Coordinated strategy helps slow growth of end-stage kidney disease

End-stage kidney disease is a condition best avoided if possible. The mortality rate for the disease is worse than for all cancers except lung cancer. What’s more, the need for dialysis several times a week is a difficult adjustment for many patients and affects quality of life.

Ten years ago, the number of people in BC being diagnosed with end-stage kidney disease and needing life-saving dialysis was growing by 16 percent a year. And at $45,000 a year per patient for dialysis, the ballooning cost of expanding those services was becoming a major concern.

Responding to these issues, in 2003 the BC Renal launched a strategy to identify BC renal patients at an earlier stage of their disease – before symptoms have developed. The agency’s research suggested that if these patients were given treatment and helped to manage their condition it might be possible to slow or stop progression of their disease and avoid the need for dialysis.

Dialysis growth rate lowest in country

To enable early identification of kidney disease, the agency worked with medical labs across the province to develop a standard measure of kidney function revealed through blood tests. The agency then engaged BC’s family doctors to make sure they understood how to interpret these test results and to recognize the signs of early kidney disease. It also funded the creation of kidney clinics across the province, to offer education and treatment for patients with early-stage kidney disease.

As revealed through ongoing data collection and research analysis, the results of this initiative – the largest of its kind in North America – have validated the agency’s assumptions and surpassed its expectations. By 2006/07 the annual dialysis growth rate in BC had fallen to five percent, the lowest rate in the country. The rate currently stands at just three percent. Over the past two years alone, this reduction in the growth of end-stage kidney disease has resulted in the agency avoiding $5.5 million in provincial dialysis costs.

Cost avoidance is only part of the story

Far more important for patients like 69-year-old Tegla Jones of New Westminster, is the success of the Renal Agency’s efforts in helping him manage his kidney disease and avoid dialysis.
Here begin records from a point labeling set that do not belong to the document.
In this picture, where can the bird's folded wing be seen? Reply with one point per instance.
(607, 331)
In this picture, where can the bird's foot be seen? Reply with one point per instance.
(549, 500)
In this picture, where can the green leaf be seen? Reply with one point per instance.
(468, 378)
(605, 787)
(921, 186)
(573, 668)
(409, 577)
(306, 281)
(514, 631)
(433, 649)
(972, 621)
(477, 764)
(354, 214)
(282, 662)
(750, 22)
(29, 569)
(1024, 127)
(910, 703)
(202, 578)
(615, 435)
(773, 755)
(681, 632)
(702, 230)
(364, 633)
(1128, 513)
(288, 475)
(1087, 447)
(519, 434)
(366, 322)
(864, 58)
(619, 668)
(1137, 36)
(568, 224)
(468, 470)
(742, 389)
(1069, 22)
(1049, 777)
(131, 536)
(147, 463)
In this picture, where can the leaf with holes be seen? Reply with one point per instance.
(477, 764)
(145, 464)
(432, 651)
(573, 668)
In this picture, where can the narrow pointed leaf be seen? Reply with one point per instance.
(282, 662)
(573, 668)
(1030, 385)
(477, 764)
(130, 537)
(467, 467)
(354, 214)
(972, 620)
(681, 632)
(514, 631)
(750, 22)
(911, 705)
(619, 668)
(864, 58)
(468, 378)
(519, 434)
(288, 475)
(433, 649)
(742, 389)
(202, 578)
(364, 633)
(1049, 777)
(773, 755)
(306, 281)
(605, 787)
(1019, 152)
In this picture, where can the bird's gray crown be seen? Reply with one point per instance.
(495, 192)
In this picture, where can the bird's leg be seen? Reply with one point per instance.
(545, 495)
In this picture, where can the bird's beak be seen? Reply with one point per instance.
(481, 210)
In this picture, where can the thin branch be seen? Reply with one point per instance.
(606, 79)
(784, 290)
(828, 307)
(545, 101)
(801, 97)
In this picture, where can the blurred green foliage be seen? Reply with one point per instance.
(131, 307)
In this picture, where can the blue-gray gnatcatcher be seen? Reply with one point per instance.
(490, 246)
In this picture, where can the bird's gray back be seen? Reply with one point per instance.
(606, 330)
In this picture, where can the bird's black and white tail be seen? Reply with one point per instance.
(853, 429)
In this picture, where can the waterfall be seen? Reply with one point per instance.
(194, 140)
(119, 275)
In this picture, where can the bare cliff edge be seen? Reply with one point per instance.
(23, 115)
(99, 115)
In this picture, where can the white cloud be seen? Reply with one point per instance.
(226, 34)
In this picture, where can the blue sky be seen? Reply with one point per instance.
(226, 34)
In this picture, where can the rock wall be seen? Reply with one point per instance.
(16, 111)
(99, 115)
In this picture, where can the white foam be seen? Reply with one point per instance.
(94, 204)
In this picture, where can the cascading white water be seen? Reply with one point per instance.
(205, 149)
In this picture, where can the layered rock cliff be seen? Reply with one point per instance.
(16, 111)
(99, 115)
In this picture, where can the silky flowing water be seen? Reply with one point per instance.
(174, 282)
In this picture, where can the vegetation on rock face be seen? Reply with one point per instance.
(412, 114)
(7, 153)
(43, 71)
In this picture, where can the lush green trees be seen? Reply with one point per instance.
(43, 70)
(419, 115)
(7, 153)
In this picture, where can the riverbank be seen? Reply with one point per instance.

“My kidneys are only operating at 28 percent at the moment, but that’s better than they were before,” says Jones. “Basically it’s diet and exercise that have been the big factor in keeping my kidneys functioning. In fact my doctor says the way I’m going now, I will probably never need dialysis.”

Fifty five-year old Jim Dunsmore of Coquitlam is even more blunt in crediting his kidney care team for preserving his health. “Without the help of my doctor and regular visits to the kidney care clinic over the years, I have no doubt that I would be a lot sicker today and possibly even dead,” says Dunsmore. Instead, Dunsmore has been able to continue working and enjoys a normal active life that includes ballroom dancing, travel and “an addiction to golf.”